There is no free speech.  It is illegal to write anything that is critical of the state, party, military or the Kim family in any way.   There is no independent media or press of any kind.

However, this lack of free speech goes much further than writing or media, for it means speech.  You wont want to say anything political or even raise doubts about your political correctness, because every week you go to sessions of self and community criticism.   There you announce what you did wrong this week and then point out the same of one of your fellow citizens.

Beyond that you're not safe, as every workplace has a political cadre and teenagers and other young people may be affiliated with the various Red Guard movements.  They can report you to the various secret police, and you can be taken away, questioned, interrogated and tortured.

You see your life is not private, at all.  There is no private home or land ownership.   So you don't have the right to not have anyone enter "your" home, or to not be bugged.   There is almost no private sphere, although reports in recent years indicate that money can buy acquiescence.

You can't challenge the official media, and cannot freely talk about what you think, you can't even travel freely as all cities and towns have border guards.  You need to have an internal passport and permission to travel, so your town or city is your world - literally.  

Of course the real horror, besides day to day living in a country where the state constantly lies to you, where you can't leave, you live in a home that isn't legally yours in any meaningful way and can't say what you want, is what happens if you are found guilty of a political crime.

You go to a gulag.   A gulag modelled on Stalin's gulags.  You work seven days a week, from dawn to dusk, sleeping on hard bunks, unheated, fed water and watery gruel  (only surviving on catching insects, mice, rats), as a slave.  At best.

At worst, you become target practice for soldiers, or used for medical experiments, or experiments for new weapons.   If you're a woman, you may be raped, repeatedly.

However, it isn't just about you.  Your parents, your spouse, your grandparents, your siblings and your children, and their children, would also go to the gulag.  Children from babies up, children put into their own gulag, where they too face being slaves, being tortured, being abused, starved and existing no better than a Nazi concentration camp.

So just think a little about that.

You see what Kim Jong Un is trying to do is preserve this system.

If he has delusions of power, he will think he can attack the Republic of Korea or US military targets and get away with it.

However, it is far more likely that he is showing off to the military, the same military that tried to overthrow his father, before he purged it.  Now he has been purging the military again, but what is key to him retaining power (with the tutelage of his aunt, Kim Kyong Hui) is to convince the senior military leaders that he has their interests at heart.

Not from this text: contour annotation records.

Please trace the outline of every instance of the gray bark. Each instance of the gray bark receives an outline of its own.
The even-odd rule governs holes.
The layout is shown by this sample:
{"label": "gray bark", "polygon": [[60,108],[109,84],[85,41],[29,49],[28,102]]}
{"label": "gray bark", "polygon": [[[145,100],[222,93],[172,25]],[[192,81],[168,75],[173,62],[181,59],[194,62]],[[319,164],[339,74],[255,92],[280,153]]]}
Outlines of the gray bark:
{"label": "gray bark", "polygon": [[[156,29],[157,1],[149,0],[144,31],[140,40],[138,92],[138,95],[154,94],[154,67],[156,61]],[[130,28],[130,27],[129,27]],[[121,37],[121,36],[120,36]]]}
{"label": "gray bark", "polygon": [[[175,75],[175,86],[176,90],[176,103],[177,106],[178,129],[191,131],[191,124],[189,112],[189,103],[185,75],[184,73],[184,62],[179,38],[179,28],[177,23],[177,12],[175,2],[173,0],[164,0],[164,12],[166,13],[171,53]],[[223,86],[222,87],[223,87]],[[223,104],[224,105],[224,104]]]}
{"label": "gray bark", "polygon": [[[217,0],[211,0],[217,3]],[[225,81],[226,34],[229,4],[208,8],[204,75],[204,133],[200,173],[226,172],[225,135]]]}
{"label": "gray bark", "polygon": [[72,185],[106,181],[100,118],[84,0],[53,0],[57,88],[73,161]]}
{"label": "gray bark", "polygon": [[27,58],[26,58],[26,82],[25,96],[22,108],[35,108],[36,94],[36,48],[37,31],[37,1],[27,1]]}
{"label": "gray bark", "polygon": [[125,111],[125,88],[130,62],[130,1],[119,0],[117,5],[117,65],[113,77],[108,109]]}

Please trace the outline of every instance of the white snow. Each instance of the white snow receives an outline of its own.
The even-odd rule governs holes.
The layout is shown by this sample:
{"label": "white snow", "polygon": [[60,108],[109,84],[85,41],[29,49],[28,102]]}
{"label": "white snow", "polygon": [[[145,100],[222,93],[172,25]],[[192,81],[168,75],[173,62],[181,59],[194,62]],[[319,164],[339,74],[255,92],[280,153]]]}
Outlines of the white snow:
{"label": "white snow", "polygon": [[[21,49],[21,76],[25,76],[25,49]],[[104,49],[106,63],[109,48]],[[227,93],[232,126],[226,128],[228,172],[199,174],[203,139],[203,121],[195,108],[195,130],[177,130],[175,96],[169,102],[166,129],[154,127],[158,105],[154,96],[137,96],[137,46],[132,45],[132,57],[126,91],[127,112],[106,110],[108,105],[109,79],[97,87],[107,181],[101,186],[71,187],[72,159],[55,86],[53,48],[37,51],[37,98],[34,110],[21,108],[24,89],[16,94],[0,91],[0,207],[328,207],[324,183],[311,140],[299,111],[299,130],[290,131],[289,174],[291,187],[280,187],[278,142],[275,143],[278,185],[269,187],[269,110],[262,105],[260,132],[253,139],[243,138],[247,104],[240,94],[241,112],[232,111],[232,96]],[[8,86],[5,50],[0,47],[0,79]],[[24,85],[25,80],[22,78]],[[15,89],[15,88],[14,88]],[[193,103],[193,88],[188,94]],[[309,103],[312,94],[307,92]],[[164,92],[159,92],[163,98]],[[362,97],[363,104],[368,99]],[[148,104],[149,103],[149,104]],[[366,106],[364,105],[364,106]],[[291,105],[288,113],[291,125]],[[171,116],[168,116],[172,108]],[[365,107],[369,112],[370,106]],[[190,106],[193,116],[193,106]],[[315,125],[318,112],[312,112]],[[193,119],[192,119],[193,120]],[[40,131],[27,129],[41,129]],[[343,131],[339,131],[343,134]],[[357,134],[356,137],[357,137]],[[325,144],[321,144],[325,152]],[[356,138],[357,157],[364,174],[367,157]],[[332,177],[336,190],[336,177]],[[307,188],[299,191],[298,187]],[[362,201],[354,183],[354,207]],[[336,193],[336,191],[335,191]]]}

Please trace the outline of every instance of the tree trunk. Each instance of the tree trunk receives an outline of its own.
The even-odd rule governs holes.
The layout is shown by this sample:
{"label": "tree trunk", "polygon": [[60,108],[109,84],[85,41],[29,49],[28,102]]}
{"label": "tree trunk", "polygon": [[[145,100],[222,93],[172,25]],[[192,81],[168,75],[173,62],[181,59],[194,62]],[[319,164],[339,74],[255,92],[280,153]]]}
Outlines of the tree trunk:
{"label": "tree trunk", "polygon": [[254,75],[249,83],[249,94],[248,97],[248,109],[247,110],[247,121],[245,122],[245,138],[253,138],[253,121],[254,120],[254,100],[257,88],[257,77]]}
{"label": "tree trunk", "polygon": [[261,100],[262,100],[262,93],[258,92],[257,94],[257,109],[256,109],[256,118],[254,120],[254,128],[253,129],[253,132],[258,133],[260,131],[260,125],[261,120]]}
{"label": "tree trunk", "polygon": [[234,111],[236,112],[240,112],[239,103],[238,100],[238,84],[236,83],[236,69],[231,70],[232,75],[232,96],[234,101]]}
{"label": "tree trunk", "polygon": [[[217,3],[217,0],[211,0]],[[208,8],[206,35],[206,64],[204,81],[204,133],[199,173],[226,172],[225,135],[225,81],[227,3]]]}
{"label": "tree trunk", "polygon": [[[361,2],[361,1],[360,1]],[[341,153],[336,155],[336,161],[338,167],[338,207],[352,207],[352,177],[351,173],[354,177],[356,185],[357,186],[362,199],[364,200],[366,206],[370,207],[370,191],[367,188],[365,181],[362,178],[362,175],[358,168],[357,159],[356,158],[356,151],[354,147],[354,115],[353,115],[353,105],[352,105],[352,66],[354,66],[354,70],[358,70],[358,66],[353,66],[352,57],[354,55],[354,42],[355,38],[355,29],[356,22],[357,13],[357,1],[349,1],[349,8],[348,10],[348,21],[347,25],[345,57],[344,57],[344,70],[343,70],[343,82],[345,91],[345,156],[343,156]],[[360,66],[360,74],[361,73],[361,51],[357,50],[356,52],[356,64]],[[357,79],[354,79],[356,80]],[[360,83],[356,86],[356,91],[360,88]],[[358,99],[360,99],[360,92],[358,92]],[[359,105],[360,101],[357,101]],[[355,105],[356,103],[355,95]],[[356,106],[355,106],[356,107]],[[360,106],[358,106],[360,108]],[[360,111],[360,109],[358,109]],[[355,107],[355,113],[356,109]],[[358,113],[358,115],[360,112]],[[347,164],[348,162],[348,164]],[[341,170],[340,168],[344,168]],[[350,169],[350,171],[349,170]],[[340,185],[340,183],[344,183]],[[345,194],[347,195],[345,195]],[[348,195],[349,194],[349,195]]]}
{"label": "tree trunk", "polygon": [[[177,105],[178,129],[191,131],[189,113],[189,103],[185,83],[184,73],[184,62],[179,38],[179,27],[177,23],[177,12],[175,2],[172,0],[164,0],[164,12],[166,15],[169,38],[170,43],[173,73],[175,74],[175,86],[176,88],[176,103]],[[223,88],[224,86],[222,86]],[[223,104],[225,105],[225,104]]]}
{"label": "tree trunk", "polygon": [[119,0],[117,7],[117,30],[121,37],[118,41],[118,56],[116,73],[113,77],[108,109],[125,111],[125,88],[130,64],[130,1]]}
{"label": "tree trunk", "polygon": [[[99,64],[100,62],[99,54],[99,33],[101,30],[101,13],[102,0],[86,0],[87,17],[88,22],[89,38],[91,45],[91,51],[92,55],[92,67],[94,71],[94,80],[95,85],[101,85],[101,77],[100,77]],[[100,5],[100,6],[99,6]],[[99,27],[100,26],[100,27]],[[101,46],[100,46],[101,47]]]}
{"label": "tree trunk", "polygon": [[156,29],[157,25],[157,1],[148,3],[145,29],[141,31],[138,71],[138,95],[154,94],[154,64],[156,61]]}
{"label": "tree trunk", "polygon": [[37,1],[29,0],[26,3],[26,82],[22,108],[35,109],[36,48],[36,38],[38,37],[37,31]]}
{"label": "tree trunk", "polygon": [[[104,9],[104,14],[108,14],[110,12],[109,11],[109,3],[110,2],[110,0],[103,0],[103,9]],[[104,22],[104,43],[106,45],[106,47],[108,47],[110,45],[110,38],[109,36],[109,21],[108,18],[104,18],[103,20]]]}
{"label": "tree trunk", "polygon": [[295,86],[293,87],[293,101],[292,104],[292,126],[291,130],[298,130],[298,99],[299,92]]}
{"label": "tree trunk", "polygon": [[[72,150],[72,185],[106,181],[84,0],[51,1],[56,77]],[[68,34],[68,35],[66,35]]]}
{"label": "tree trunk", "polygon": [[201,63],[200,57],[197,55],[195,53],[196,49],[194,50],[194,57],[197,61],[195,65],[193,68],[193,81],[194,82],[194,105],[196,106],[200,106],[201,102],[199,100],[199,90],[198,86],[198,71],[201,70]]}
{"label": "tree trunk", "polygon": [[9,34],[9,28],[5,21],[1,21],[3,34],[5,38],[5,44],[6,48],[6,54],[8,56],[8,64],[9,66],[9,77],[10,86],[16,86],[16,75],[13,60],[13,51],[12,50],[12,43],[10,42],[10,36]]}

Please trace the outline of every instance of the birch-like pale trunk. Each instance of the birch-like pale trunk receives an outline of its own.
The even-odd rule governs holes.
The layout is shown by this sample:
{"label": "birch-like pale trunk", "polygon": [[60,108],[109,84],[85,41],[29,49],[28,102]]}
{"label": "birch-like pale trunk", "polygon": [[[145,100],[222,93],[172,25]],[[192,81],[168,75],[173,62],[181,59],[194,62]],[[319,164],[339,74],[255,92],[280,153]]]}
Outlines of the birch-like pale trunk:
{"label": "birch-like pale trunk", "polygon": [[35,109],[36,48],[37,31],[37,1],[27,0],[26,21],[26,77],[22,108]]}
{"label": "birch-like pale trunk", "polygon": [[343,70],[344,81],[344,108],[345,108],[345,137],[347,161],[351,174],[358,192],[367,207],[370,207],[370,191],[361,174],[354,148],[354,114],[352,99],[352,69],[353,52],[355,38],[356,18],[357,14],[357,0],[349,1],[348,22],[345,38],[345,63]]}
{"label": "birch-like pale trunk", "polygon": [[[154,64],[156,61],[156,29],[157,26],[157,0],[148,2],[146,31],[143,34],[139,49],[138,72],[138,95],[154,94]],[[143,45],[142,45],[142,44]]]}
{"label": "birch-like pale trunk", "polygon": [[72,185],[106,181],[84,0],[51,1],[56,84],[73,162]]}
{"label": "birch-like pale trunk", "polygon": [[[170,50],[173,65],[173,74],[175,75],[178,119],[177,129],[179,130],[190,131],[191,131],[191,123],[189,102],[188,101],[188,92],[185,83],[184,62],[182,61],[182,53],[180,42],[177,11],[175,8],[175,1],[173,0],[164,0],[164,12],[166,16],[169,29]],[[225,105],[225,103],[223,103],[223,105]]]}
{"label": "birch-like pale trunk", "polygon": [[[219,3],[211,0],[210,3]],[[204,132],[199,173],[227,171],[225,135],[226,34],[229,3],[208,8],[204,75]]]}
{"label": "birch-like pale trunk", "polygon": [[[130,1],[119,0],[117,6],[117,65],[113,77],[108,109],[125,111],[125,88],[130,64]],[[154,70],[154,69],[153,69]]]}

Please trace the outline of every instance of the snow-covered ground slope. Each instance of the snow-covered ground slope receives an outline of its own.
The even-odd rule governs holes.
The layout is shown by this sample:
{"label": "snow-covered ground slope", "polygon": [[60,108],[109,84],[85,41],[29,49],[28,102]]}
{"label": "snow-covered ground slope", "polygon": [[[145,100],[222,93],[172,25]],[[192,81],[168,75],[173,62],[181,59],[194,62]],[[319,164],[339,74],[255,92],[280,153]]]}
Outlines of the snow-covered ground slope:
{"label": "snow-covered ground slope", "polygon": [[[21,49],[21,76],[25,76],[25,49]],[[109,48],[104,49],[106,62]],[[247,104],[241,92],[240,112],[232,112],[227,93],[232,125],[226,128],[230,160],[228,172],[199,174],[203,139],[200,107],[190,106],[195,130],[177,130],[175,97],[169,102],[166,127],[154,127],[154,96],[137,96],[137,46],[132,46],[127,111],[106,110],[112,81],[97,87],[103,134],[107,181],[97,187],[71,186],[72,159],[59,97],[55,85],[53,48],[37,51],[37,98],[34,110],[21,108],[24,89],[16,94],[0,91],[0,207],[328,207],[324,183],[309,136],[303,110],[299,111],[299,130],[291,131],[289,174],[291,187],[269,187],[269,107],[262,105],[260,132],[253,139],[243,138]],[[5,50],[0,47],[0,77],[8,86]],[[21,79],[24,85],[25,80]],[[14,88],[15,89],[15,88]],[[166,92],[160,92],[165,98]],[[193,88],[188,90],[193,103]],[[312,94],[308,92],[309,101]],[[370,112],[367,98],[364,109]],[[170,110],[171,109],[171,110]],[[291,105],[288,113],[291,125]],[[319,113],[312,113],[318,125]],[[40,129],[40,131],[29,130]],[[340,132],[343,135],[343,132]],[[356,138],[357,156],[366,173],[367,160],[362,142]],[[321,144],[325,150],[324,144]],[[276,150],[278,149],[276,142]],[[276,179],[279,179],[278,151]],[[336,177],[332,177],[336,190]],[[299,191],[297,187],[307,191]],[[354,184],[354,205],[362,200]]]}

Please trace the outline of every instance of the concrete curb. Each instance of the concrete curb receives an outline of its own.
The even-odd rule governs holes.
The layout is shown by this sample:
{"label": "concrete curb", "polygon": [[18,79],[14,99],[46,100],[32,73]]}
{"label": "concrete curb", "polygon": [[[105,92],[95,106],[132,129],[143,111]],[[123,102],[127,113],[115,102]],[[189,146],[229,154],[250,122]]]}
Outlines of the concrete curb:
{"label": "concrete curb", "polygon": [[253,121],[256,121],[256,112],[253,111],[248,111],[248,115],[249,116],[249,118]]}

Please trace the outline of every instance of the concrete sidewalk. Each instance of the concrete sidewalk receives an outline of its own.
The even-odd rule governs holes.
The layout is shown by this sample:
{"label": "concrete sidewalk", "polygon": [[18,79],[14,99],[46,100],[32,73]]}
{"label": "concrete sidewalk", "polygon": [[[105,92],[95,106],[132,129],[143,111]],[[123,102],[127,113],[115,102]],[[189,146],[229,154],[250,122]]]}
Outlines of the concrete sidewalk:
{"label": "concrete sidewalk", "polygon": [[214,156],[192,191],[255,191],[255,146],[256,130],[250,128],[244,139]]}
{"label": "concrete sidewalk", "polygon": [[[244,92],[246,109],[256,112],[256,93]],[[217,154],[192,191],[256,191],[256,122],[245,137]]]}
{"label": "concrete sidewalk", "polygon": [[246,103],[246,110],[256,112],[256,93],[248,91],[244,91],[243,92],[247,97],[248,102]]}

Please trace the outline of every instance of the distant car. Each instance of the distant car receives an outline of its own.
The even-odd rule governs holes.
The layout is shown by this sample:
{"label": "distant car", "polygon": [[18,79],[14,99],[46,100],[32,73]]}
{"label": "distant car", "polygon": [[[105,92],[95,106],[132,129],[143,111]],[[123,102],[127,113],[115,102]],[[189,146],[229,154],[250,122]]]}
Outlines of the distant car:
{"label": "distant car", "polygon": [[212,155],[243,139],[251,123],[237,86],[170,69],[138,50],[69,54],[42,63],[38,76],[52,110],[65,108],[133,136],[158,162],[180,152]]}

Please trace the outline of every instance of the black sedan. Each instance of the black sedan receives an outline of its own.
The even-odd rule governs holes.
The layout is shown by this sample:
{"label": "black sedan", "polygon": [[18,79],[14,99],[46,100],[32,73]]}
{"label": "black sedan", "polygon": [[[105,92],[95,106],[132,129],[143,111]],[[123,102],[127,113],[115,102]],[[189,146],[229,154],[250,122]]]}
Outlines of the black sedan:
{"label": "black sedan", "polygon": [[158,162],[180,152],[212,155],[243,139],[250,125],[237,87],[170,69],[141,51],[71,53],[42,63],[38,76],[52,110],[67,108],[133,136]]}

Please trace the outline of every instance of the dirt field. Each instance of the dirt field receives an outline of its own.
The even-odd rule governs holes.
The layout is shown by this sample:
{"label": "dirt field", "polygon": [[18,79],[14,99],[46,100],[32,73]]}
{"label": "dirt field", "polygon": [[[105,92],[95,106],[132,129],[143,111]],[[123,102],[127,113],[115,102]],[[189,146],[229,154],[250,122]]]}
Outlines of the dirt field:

Their interests are in continuing to suck 30-40% of GDP into the military, into being able to engage in black market trading with the outside world and to be able to buy the luxury goods they want.   

However, to maintain a large military you need to maintain a large threat.  Keeping that illusion up is in the interests of the DPRK military-industrial complex, and in a totalitarian state, it is in the interests of Kim Jong Un as well.  He needs a military that will maintain the gulags, that will sustain the totalitarian state where everyone is everyone else's, and nothing is private.

2 comments:

Anonymous said...

I *desperately* wish that the Fat One would go too far this time, and that South Korea would give him and his thugs an arse-kicking that he would never forget.

Heck, even if some civilians died, death would surely be a *mercy* for many of them.

I don't expect that the Fat One will do anything, but I would love to be wrong (and for said arse-kicking to be delivered ASAP).

Andrew B said...

I suggest a counter-propaganda campaign. Pictures of Kim Jong-Un, dropped from air, Bernanke-like, with the following printed on them (instead of legal tender notices), "There is not enough food because Kim Jong-Un eats it all."